Toute fraude ou tentative de fraude et, en général, toute manoeuvre ayant pour but ou ayant eu pour résultat de frauder ou de compromettre l'impôt, commise dans l'emploi des machines à timbrer est punie des peines prévues pour chaque impôt éludé. Toutefois, en cas d'utilisation d'une machine sans autorisation de l'administration, l'amende ne peut être inférieure à 15 euros.

Les infractions aux dispositions de l'article L. 112-6 du code monétaire et financier sont passibles d'une amende conformément aux dispositions des deuxième et troisième phrases de l'article L. 112-7 du même code.

La peine contre ceux qui abuseraient des timbres pour timbrer est la même que celle qui est prononcée par le code pénal contre les contrefacteurs des timbres.

1. Ceux qui ont sciemment employé, vendu ou tenté de vendre des timbres mobiles ayant déjà servi, sont poursuivis devant le tribunal correctionnel et punis d'une amende de 3 750 euros. En cas de récidive, la peine est d'un emprisonnement d'un mois et l'amende est doublée.

Les dispositions du présent article sont applicables dans tous les cas où un impôt, une taxe ou un droit quelconque recouvré par l'administration fiscale est acquitté au moyen de l'apposition de timbres mobiles.
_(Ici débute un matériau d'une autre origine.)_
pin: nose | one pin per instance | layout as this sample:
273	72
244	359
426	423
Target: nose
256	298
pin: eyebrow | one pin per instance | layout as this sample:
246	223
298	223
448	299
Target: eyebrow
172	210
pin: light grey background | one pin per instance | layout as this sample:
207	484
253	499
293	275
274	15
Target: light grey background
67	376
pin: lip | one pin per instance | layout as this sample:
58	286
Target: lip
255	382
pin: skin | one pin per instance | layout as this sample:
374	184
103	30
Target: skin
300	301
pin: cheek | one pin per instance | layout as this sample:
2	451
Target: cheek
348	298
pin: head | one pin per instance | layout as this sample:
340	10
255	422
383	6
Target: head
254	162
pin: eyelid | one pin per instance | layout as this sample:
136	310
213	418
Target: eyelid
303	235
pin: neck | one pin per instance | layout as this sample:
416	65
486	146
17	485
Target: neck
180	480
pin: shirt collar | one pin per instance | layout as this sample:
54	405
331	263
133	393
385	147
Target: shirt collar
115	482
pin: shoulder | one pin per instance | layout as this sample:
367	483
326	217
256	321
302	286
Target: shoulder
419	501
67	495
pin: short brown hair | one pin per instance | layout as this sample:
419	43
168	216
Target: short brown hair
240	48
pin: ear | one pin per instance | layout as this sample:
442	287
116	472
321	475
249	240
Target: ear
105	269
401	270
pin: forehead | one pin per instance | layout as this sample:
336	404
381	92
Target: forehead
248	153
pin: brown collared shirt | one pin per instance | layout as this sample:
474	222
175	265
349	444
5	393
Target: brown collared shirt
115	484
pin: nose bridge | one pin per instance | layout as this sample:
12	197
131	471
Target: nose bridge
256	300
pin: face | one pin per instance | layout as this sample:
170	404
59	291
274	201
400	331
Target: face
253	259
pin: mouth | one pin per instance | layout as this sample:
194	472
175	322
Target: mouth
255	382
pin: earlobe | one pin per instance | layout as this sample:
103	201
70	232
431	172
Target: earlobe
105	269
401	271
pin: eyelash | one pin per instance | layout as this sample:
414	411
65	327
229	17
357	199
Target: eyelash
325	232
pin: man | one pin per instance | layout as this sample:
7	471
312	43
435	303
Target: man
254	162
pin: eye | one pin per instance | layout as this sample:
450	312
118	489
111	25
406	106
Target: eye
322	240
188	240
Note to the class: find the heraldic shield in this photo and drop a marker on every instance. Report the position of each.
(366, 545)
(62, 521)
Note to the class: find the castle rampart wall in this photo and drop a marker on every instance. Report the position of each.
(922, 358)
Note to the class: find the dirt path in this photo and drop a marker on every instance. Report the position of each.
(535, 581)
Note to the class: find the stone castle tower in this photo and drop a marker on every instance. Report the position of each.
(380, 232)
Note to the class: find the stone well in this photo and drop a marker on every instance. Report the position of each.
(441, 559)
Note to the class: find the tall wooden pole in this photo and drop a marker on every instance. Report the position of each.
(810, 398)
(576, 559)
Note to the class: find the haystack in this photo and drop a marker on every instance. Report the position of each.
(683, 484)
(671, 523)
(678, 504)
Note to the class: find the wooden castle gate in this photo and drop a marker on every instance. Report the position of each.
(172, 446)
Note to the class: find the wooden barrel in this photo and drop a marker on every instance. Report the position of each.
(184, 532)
2. Les dispositions du premier alinéa du 1 sont applicables à ceux qui, dans une intention frauduleuse, ont altéré, employé, vendu ou tenté de vendre des papiers timbrés ayant déjà servi.

Sans préjudice des pénalités prévues à l'article 1840 I, toute imitation, contrefaçon ou falsification des empreintes, tout usage d'empreintes falsifiées seront punis des peines portées à l'article 443-2 du code pénal.

Les timbres saisis chez ceux qui s'en permettent le commerce en contravention aux dispositions de l'article 893 sont confisqués au profit du Trésor.